In that regard, recall that soon after entering the White House in 2009, then-President Barack Obama stated plainly, as had previous presidents, Democrats and Republicans, that the U.S. has “core national security interests in making sure that Iran doesn’t possess a nuclear weapon and it stops exporting terrorism outside of its borders.”
He set out to achieve that goal with many carrots and few sticks. “We have provided a path whereby Iran can reach out to the international community, engage, and become a part of international norms,” he said. “It is up to them to make a decision as to whether they choose that path.”
What followed, as Michael Oren, former Israeli ambassador to the U.S., noted in an essay last week in The Free Press, was “a relentless spate of Iranian aggressions,” including attacks on U.S. Navy vessels in the Persian Gulf, support for al Qaeda, and attempts to “assassinate the Saudi and Israeli ambassadors (including me)” in Washington.
Mr. Oren added: “Most egregiously, Iran constructed secret underground nuclear facilities and developed an intercontinental ballistic missile delivery system.”
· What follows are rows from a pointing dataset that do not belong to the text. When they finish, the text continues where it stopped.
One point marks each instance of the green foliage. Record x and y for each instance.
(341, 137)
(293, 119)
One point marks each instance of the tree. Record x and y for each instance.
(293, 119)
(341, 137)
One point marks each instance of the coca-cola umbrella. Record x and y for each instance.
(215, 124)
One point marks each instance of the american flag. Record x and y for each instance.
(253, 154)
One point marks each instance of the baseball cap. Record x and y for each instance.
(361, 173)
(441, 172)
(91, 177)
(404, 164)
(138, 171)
Mr. Obama’s response was the 2015 Joint Comprehensive Plan of Action, aka the Iran nuclear deal, which failed to “make sure” that the jihadist regime would never “possess a nuclear weapon” it could use to threaten “Death to Israel” and “Death to America!”
Instead, the agreement provided economic benefits to Iran’s leaders in exchange for their vague promise to make progress more slowly on their nuclear weapons program.
They were not asked to curb their development of missiles and support for terrorists.
Three years later, then-President Donald Trump withdrew from that deal and imposed sanctions that debilitated Iran’s economy. But when Mr. Biden moved into the White House in 2021, he attempted to revive Mr. Obama’s deal in an even weaker form.
He has since provided Mr. Khamenei with billions in funds that had been frozen, allowed some sanctions to expire, and failed to enforce others. He has made no serious effort to block Iranian oil sales.
Nor has he held Mr. Khamenei responsible for deploying Shiite militias to attack American bases in the Middle East or for providing weapons and other assistance to Tehran’s Houthi proxies in Yemen, which have been attacking shipping in the Red Sea.
Almost all of Mr. Khamenei’s nuclear advances — and there have been many — have occurred during the Biden administration.
Last Friday, the foreign ministers of the G7 (the U.S. and six other Western nations) released a statement asserting their “determination that Iran must never develop or acquire a nuclear weapon.”
It’s doubtful that those words on paper prompted Mr. Khamenei to reassess his grand ambition to establish a nuclear-armed, anti-American empire in league with the nuclear-armed, anti-American regimes in China, Russia and North Korea.
He continues to regard the Jewish state as a cancer to be extirpated.
That’s why what we’re witnessing is no rivalry or game of tit-for-tat. It’s a battle in a long war, one that will shape the world our children inherit.
• Clifford D. May is founder and president of the Foundation for Defense of Democracies (FDD) and a columnist for The Washington Times.